I've read up on this issue and how often it plagues westerners like myself. However, my knees aren't the problem as it appears with most new practitioners. For one, I feel an extreme tug in my quad muscles. As a result, I feel that I'm leaning forward too much and I'm not able to straighten my back as a result. Also, the tops of my feet feel uncomfortable with all of my weight pressed against them on the hardwood floor.

So, if anyone has any tips to how I can practice this properly, it would be appreciated. I don't know whether the problem lies in my flexibility or my technique. 

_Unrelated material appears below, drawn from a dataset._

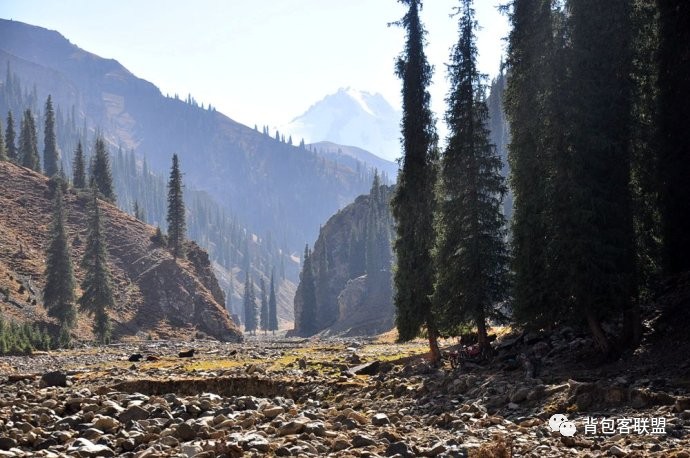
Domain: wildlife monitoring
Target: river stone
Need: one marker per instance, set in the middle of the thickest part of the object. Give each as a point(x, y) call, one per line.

I showed my daughter how we seiza at the beginning and end of class since she's involved with TKD. She was able to do it almost perfectly. I'm a bit jealous lol.


----------



## seasoned (Jan 12, 2014)

To be honest, just do it. The knack of doing it is to tough through it with as good a form as you can and mother nature will take care of the rest.  

"Old school"


----------



## seasoned (Jan 12, 2014)

OK because you seem like a good guy, here goes. 

At home from a standing position bend your knee and grab your foot with the hand on the same side. Pull the foot up and try to touch your butt with your heel. Hold it for a short time then do the other side. This will allow you to bend the knee with out your body weight on the legs. Once you can touch your butt the rest should be easy.

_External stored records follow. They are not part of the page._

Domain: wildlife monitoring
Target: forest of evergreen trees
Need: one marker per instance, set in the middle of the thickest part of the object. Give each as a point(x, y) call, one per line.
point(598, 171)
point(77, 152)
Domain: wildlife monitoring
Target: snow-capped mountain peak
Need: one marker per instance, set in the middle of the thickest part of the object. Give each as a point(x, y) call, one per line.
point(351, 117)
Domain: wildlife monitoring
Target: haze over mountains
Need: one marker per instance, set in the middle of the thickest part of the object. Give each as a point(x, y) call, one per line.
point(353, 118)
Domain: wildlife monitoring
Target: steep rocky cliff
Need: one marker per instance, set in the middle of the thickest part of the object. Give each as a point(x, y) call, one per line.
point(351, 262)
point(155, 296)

You will see long distance runners doing this stretch.

Good luck.


----------



## K-man (Jan 12, 2014)

Also it helps if one foot is resting on the other, not side by side. It just alters your body position slightly but makes a big difference in comfort.
:asian:


----------



## Eastpointvet (Jan 12, 2014)

seasoned said:


> OK because you seem like a good guy, here goes.
> 
> At home from a standing position bend your knee and grab your foot with the hand on the same side. Pull the foot up and try to touch your butt with your heel. Hold it for a short time then do the other side. This will allow you to bend the knee with out your body weight on the legs. Once you can touch your butt the rest should be easy.
> 
> ...




Ooooooh! I've done this before in my cross-country running days. I'll be sure to emphasize this more. Thanks!


----------



## Brian R. VanCise (Jan 12, 2014)

What I always tell people is to relax and find a position with slight shift or foot posture that makes it comfortable for you.  

Here is an aikido site showing two variations:

http://www.aikido-student.com/seiza.php

Personally I use neither of these regularly and instead fold my feet over each other and then sit.

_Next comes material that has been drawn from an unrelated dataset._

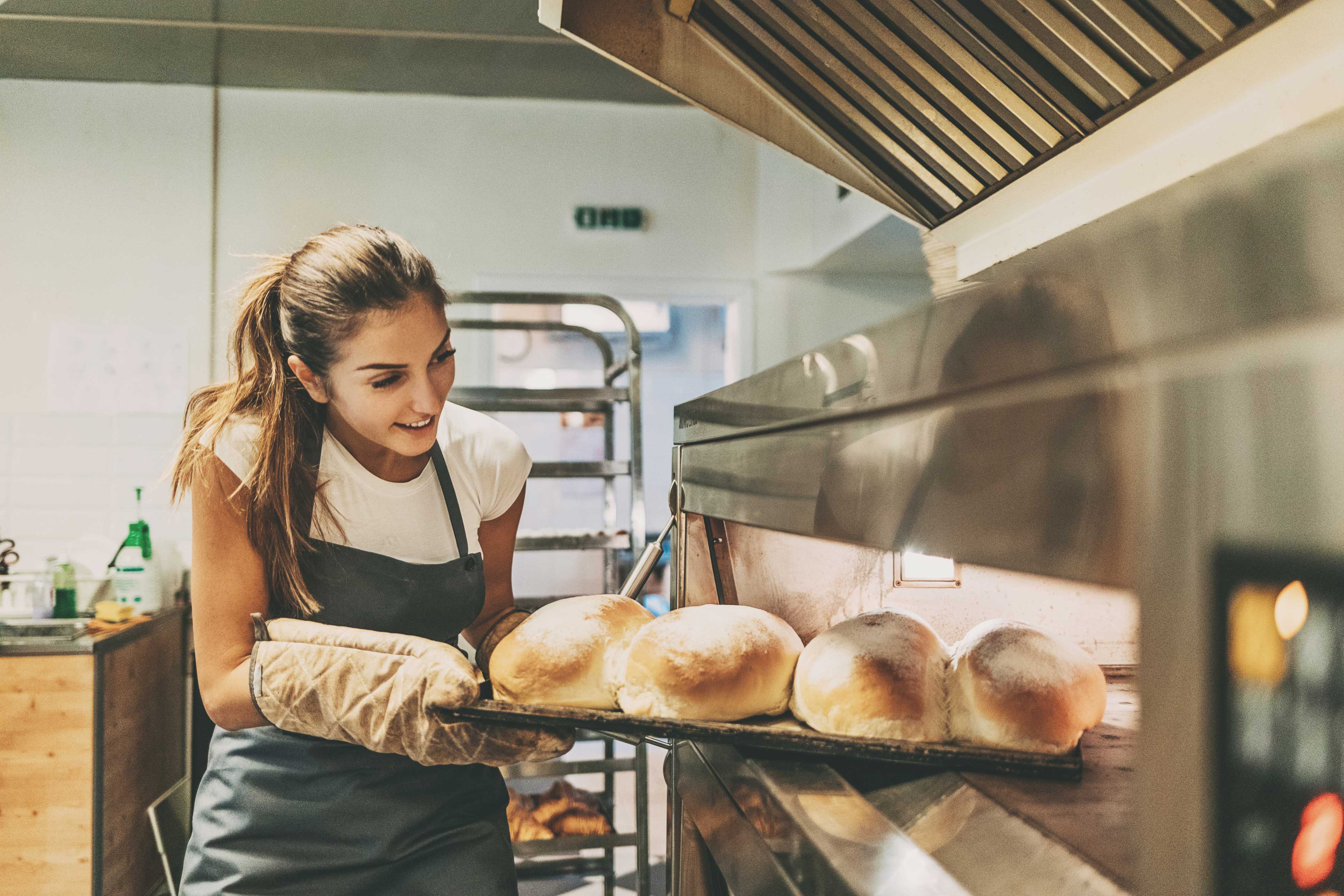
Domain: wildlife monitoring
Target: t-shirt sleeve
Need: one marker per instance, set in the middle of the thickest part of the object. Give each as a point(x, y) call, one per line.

Kind've like in this photo:






However I can do all three and some times change to accommodate what feels good at that moment!


Bottom line find a position that is comfortable for you!


----------



## Grenadier (Jan 13, 2014)

You may need to break things in more gradually, if your quads are tightening up. 

The easiest way to adjust things, is to get a soft mat that you can use at home, and practice your kneeling on it.  What can really help you get adjusted gradually, is by taking a couple of small cushions, and putting them right behind the inside of your knees, so that your thigh and calf make a "sandwich" with the cushion.  

If you don't have any dedicated cushions, those hand-held striking pads (about 8 inches in diameter / span) can be used.  

With time, you'll find your flexibility increasing, and your muscles not tightening up as much.


----------



## Sojobo (Jan 17, 2014)

You could try sitting in "Kiza" instead (like Seiza but with balls of the foot on the floor not the tops of the feet).

Also, don't forget - your backside should not touch you feet when sitting in Seiza! This may take some of the pressure off your quads.


----------